After shifting gears from talking about the increased terror alert in the United Kingdom and fears across western Europe that hundreds of their citizens have joined ISIS and could return to commit terrorist attacks, Ball mentioned an article in The Washington Post that reported ISIS captives were waterboarded. She then asked MSNBC terrorism analyst Evan Kohlmann what he thought about this news. [MP3 audio here; Video below]
Kohlmann responded that, in addition to ISIS, other terrorist groups have sought to “emulate the behavior that they've seen meted out to prisoners at Abu Ghraib, at Guantanamo to their own captives.” Further, he said:
[I]n other words, trying to send that message backwards and, look, I think unfortunately ISIS derives perverse enjoyment out of this. We shoulnd’t be surprised about this. Unfortunately, that's the price of Abu Ghraib and that's the price of continuing the camp in Guantanamo is that these folks will continue to try to use it as a propaganda issue and torture our hostages with that knowledge.
Instead of refuting that awful assertion, Ball joined in by arguing that even though groups such as al Qaeda and ISIS are “brutal, murdering terrorists” and they would still be “engaging in horrible acts” if we had waterboarded terrorists or not: "[W]hen we do things like waterboarding, that the President has called torture, when we do things that are against our own principles, we hand them an easy piece of propaganda."
Following off of Ball’s point, Kohlmann wondered how could ISIS otherwise. justify the waterboarding of their captives. He said that “[t]hey can easily justify it now because, if anyone questions them, they point to Abu Ghraib photos. They point to Gitmo.” Due to what transpired at Abu Ghraib and the Guantanamo Bay, ISIS still has two examples “to point to” when, otherwise, “it would be very, very difficult to justify treating hostages like this.”

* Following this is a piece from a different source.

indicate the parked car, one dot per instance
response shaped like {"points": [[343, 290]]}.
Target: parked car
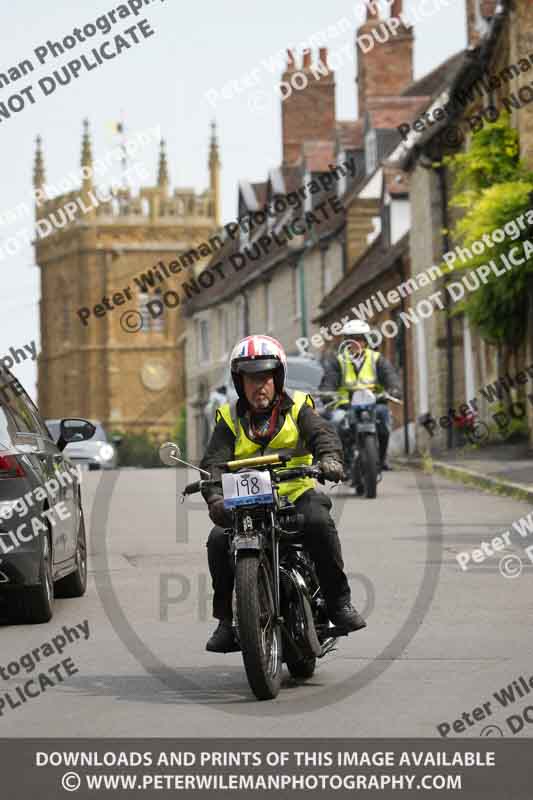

The comments by Ball and Kohlmann in mentioning the actions of ISIS and the United States fighting Islamic terorism in the Middle East were not the first to be argued this week on the air. On Wednesday night, a radical Muslim in the U.K. appeared on Sean Hannity’s Fox News Channel (FNC) program to espouse the opinion that U.S. military actions and policies in the Middle East have justified the actions of ISIS terrorists.
As the Media Research Center’s Matthew Balan reported, London Imam Anjem Choudary “played up the carnage during the Iraq War as a justification for the Islamist group’s retaliation against the West and other groups.”
The relevant portion of the transcript from MSNBC’s Ronan Farrow Daily on August 29 is transcribed below.
MSNBC’s Ronan Farrow Daily
August 29, 2014
1:10 p.m. Eastern
[ON-SCREEN HEADLINE: Developing Now: UK Terror Threat: Severe]
KRYSTAL BALL: Yeah. Evan, let's turn to some new reporting in The Washington Post indicating that James Foley, as well as other hostages being held by ISIS, were water-boarded. What does that tell you?
EVAN KOHLMANN: This fits into a pattern of what we've seen in the past where, not just Al Qaeda, but Al Qaeda, ISIS, other jihadist groups have attempted to emulate the behavior that they've seen meted out to prisoners at Abu Ghraib, at Guantanamo to their own captives, in other words, trying to send that message backwards and, look, I think unfortunately ISIS derives perverse enjoyment out of this.
[ON-SCREEN HEADLINE: Developing Now: Washington Post: ISIS Hostages Waterboarded]
We shouldn’t be surprised about this. Unfortunately, that's the price of Abu Ghraib and that's the price of continuing the camp in Guantanamo is that these folks will continue to try to use it as a propaganda issue –
[ON-SCREEN HEADLINE: Developing Now: UK Terror Threat: Severe]
BALL: That’s right.
KOHLMANN: – and torture our hostages with that knowledge.
BALL: And I think, Evan, that's an important distinction because these are brutal, murdering terrorists, right. Whether we waterboarded or not, they would be engaging in horrific acts, but when we do things like waterboarding, that the President has called torture, when we do things that are against our own principles, we hand them an easy piece of propaganda.
KOHLMANN: Yeah, because look, how can they justify this otherwise? They can easily justify it now because, if anyone questions them, they point to Abu Ghraib photos. They point to Gitmo. If they didn't have these issues to point to, it would be very, very difficult to justify treating hostages like this.